Mathematics from zero
Probability: multiple-choice review
Six questions that reach across the whole unit. Each one is a small decision: which number, which operation, which rule. Work the arithmetic in your head before you pick — the goal is to choose the right move, not to recite a definition.
Confirm you can read the 0-to-1 scale, compute a probability from favourable over total, choose between multiplying and adding when combining events, take a complement, and tell independent events from dependent ones.
A bag holds 8 marbles, all the same size: 2 are green, 6 are white. You draw one without looking. What is the probability it is green, and why?
You flip a fair coin twice. What is the probability of heads both times, and which operation gives it?
On one roll of a fair die, what is the probability of rolling a 1 or a 6?
A weather model says the probability of rain tomorrow is 0.3. What is the probability of no rain, and what rule are you using?
Which pair of events is independent — one result not affecting the other?
You roll two fair dice. What is the probability that both show a 6, and why does the count come out so small?

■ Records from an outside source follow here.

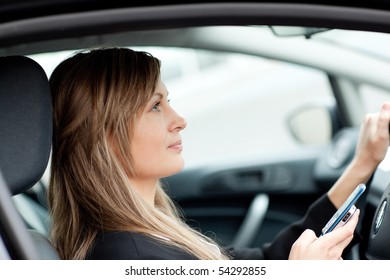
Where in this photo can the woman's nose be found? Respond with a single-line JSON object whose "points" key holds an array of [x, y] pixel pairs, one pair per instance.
{"points": [[179, 123]]}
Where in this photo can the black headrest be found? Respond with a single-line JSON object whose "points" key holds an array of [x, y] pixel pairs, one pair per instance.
{"points": [[25, 122]]}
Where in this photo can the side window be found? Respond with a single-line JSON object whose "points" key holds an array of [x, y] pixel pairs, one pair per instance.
{"points": [[235, 105], [238, 106]]}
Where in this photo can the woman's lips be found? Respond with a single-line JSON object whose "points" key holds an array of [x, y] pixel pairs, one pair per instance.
{"points": [[176, 146]]}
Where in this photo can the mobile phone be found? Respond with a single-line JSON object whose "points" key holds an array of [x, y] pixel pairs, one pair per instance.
{"points": [[345, 212]]}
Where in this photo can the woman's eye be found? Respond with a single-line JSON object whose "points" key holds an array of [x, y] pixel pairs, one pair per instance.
{"points": [[156, 107]]}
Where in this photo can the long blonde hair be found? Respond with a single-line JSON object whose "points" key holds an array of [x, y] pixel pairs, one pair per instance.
{"points": [[96, 96]]}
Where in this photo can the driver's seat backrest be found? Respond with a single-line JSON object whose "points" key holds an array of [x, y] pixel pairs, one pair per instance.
{"points": [[25, 144]]}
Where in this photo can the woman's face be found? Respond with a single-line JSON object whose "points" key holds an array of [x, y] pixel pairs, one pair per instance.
{"points": [[156, 142]]}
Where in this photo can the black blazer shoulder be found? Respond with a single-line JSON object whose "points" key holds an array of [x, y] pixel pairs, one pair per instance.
{"points": [[133, 246]]}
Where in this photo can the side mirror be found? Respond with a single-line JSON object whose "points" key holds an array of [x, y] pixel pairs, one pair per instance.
{"points": [[313, 124]]}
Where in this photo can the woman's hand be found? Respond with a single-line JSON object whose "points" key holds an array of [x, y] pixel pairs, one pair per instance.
{"points": [[374, 138], [327, 247], [371, 149]]}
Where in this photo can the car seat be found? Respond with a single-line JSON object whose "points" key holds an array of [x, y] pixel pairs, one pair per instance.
{"points": [[25, 144]]}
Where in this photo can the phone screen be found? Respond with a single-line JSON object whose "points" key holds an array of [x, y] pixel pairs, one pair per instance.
{"points": [[345, 212]]}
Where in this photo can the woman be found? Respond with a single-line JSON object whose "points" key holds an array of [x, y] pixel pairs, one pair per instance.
{"points": [[115, 136]]}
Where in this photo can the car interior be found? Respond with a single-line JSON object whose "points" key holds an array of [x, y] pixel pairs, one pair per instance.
{"points": [[241, 202]]}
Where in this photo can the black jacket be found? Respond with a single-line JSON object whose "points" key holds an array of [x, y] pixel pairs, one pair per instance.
{"points": [[133, 246]]}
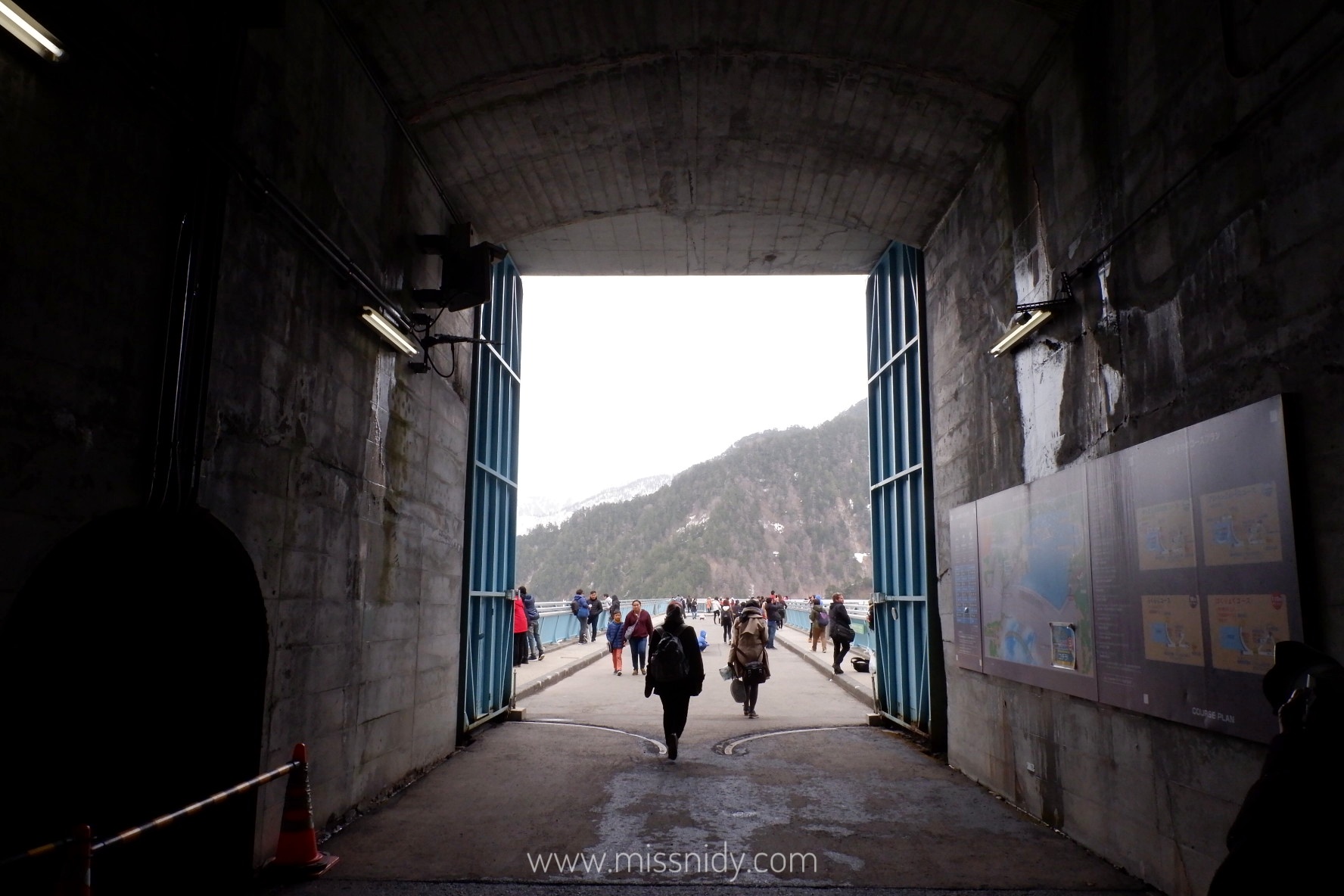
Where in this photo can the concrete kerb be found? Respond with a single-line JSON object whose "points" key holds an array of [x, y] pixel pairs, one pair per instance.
{"points": [[559, 674], [859, 686]]}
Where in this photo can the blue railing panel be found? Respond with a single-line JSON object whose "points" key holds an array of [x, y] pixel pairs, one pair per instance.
{"points": [[897, 440], [492, 508]]}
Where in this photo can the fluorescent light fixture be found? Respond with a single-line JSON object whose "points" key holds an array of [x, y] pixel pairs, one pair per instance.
{"points": [[387, 329], [27, 30], [1019, 331]]}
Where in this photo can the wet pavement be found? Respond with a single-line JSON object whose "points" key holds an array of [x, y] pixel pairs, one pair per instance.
{"points": [[808, 795]]}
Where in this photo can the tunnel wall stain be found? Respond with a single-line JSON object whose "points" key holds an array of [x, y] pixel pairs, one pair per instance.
{"points": [[341, 471], [1226, 294]]}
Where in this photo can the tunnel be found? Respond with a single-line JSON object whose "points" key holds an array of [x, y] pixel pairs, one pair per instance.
{"points": [[263, 268]]}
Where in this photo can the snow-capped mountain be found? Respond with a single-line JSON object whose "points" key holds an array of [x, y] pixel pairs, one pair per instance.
{"points": [[534, 512]]}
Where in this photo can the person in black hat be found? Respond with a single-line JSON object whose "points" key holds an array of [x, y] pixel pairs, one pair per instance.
{"points": [[1290, 825]]}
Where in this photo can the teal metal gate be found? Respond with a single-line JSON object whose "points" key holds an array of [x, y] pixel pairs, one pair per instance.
{"points": [[898, 445], [492, 502]]}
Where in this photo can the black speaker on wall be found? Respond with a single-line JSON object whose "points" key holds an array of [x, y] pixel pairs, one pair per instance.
{"points": [[468, 268]]}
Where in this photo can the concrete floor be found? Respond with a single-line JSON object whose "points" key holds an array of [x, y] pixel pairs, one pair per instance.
{"points": [[857, 806]]}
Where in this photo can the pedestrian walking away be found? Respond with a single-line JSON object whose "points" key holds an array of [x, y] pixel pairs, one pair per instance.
{"points": [[534, 625], [594, 613], [578, 606], [748, 657], [616, 641], [819, 620], [519, 630], [840, 632], [677, 674], [776, 613], [639, 627]]}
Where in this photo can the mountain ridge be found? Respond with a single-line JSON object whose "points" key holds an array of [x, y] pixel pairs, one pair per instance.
{"points": [[779, 509]]}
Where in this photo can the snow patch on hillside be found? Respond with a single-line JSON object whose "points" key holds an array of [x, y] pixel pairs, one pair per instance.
{"points": [[538, 511]]}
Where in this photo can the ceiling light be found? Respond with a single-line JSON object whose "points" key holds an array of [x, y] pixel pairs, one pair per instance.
{"points": [[1023, 324], [27, 30], [389, 331]]}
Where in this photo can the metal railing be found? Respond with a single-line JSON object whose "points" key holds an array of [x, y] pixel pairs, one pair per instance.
{"points": [[863, 639], [82, 847], [559, 624]]}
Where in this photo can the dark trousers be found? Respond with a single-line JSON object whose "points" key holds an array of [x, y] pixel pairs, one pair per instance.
{"points": [[675, 708], [639, 648], [842, 648]]}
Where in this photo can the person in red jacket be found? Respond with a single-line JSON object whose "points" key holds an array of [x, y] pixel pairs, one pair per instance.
{"points": [[519, 630], [639, 627]]}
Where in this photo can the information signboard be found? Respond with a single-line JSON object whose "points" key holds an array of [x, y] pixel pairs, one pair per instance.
{"points": [[1156, 579]]}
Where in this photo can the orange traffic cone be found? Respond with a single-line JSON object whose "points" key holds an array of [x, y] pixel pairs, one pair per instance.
{"points": [[296, 851]]}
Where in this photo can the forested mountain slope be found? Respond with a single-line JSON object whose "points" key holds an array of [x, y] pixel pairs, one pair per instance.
{"points": [[784, 511]]}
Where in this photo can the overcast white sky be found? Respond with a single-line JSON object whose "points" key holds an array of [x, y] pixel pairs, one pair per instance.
{"points": [[630, 376]]}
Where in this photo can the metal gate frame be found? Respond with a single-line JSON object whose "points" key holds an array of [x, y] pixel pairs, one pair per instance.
{"points": [[491, 521], [909, 655]]}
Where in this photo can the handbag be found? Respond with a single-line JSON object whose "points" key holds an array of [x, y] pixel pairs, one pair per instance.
{"points": [[753, 674], [738, 691]]}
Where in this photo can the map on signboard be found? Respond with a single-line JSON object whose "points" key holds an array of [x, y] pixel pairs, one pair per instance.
{"points": [[1165, 537], [1245, 627], [1241, 525], [1034, 573], [1172, 629]]}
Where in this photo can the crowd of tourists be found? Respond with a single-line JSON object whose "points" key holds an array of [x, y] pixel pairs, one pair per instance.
{"points": [[668, 655]]}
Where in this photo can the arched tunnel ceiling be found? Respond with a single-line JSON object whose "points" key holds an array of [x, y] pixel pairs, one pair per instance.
{"points": [[701, 137]]}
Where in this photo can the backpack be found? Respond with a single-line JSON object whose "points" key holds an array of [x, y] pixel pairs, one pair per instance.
{"points": [[753, 674], [668, 663]]}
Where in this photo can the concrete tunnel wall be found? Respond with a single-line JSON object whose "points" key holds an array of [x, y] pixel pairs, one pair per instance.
{"points": [[339, 471], [343, 474], [1227, 294]]}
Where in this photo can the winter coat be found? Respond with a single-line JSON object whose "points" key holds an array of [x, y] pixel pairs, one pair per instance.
{"points": [[749, 637], [695, 681], [838, 614], [639, 627]]}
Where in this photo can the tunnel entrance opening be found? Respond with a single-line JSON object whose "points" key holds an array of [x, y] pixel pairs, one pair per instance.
{"points": [[132, 681]]}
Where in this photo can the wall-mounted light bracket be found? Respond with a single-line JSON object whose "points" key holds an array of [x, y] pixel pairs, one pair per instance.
{"points": [[1023, 324], [390, 331], [30, 31], [438, 339]]}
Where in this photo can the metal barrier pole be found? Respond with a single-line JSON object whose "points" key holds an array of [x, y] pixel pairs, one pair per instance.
{"points": [[188, 810]]}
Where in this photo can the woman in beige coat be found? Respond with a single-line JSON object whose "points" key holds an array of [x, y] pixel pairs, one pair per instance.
{"points": [[749, 639]]}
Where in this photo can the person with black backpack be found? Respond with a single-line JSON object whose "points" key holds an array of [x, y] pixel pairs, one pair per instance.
{"points": [[840, 632], [578, 606], [675, 674]]}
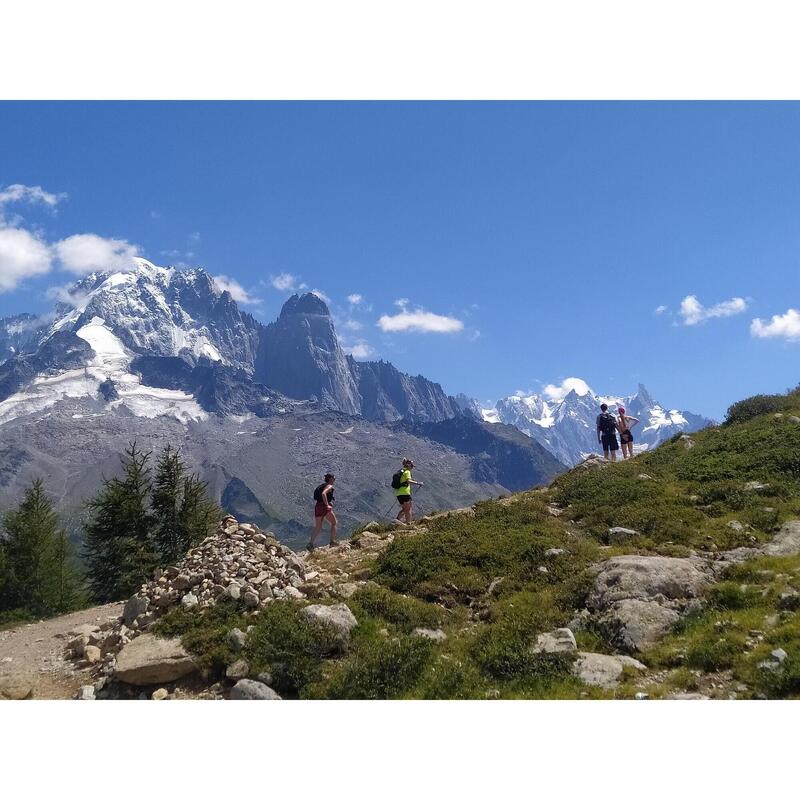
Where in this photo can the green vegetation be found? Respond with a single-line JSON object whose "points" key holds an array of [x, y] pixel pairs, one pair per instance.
{"points": [[38, 574], [138, 522], [517, 568]]}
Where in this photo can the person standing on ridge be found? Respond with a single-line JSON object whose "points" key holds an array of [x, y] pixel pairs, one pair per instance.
{"points": [[624, 424], [607, 433], [323, 510], [402, 483]]}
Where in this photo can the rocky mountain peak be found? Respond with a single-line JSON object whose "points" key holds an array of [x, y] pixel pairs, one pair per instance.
{"points": [[305, 304]]}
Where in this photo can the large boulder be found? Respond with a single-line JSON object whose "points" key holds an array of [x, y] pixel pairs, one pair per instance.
{"points": [[637, 599], [787, 541], [604, 671], [246, 689], [561, 640], [647, 578], [338, 616], [135, 606], [148, 659], [636, 624], [17, 685]]}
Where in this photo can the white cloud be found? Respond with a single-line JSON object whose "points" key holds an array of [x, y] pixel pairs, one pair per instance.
{"points": [[22, 255], [419, 321], [236, 290], [693, 311], [557, 392], [286, 282], [18, 192], [88, 252], [784, 326], [359, 350]]}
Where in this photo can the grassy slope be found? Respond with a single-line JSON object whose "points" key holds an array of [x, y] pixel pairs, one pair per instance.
{"points": [[440, 579]]}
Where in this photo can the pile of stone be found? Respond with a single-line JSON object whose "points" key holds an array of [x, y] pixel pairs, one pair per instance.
{"points": [[238, 562]]}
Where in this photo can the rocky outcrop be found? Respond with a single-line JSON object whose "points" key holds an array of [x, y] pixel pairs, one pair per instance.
{"points": [[148, 660], [499, 454], [299, 355], [637, 599], [238, 563], [598, 669], [339, 617], [387, 394]]}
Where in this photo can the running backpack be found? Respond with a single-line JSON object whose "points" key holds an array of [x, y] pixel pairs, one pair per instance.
{"points": [[607, 423]]}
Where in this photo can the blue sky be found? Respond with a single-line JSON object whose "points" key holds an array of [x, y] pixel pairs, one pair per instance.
{"points": [[530, 242]]}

The whole unit lives in a few moves. Probability is a number from 0 to 1; for equally likely outcomes it is favourable over total. To combine, ask which question you are answering: both independent events happening multiplies, either of two exclusive events happening adds, and an event not happening is 1 minus its probability. Independence is the test of whether one result changes the other’s possibilities — drawing without replacement breaks it. Pick the operation that matches the question before you do any arithmetic.